Le Département de la Sécurité intérieure (DHS) met en garde contre les dangers du « doxing » – la divulgation publique d’informations personnelles – mais ses propres employés partagent régulièrement des informations en ligne, les rendant ainsi facilement découvrables. Un wiki participatif, ICE List, répertorie le personnel du DHS, mais s’appuie fortement sur les données accessibles au public que les agents eux-mêmes publient. Cela crée un paradoxe dans lequel l’agence condamne et facilite simultanément la dénonciation qu’elle craint.
L’ironie de l’auto-exposition
Les responsables du DHS ont revendiqué une augmentation de 1 000 % des menaces contre les agents et leurs familles en raison du doxing, et ont même poursuivi des individus pour avoir révélé leur identité. Cependant, une analyse WIRED montre que les agents ICE, comme de nombreux professionnels, partagent ouvertement les détails de leur carrière sur des plateformes comme LinkedIn. Ils publient des mises à jour, réagissent au contenu de motivation et signalent même qu’ils sont « #opentowork », tandis que le DHS traite ces informations comme si elles avaient été obtenues illégalement.
Le wiki ICE List lui-même ne se livre même pas à un grattage agressif de données ; il s’appuie sur des sources telles que OpenPayrolls (une base de données sur les salaires des fonctionnaires) et SignalHire (un courtier en données), qui compilent et vendent légalement ces informations.

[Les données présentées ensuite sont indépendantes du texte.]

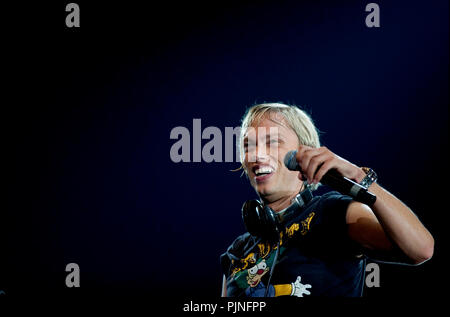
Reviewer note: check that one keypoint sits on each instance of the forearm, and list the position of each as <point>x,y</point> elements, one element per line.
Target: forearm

La contradiction dans la politique
La position de l’agence est particulièrement étrange étant donné que les archives judiciaires fédérales, les communiqués de presse de l’ICE et même les documents internes du CBP reconnaissent le risque d’exposition. Certains responsables ont même par inadvertance facilité l’identification d’agents dans des déclarations publiques, comme dans le cas de Jonathan Ross, qui a abattu Renee Nicole Good à Minneapolis. Le gouvernement fédéral a utilisé ces affirmations pour justifier l’autorisation des agents à porter des masques en public, mais ces mêmes agents partagent volontiers des détails sur leur rôle en ligne.
“S’il s’agissait de doxing, alors nous nous doxons nous-mêmes en étant simplement présents dans les environnements en ligne”, déclare Dominick Skinner, propriétaire d’ICE List, soulignant l’absurdité de la situation.
Pourquoi c’est important
L’écart entre la rhétorique du DHS et le comportement des agents soulève des questions sur les motivations de l’agence. Sont-ils réellement préoccupés par la sécurité des agents, ou exploitent-ils la menace du doxing pour justifier des mesures de surveillance et de contrôle plus larges ? Le fait que les agents publient volontairement les détails de leur emploi suggère soit un manque de sensibilisation, soit une volonté d’accepter les risques associés.
En fin de compte, les messages du DHS créent un climat de peur tout en ignorant la réalité selon laquelle une grande partie de ces informations sont déjà disponibles gratuitement. Cette déconnexion mine la crédibilité de l’agence et soulève des inquiétudes légitimes quant à la manière dont elle donne la priorité à l’application des lois plutôt qu’à la sécurité réelle.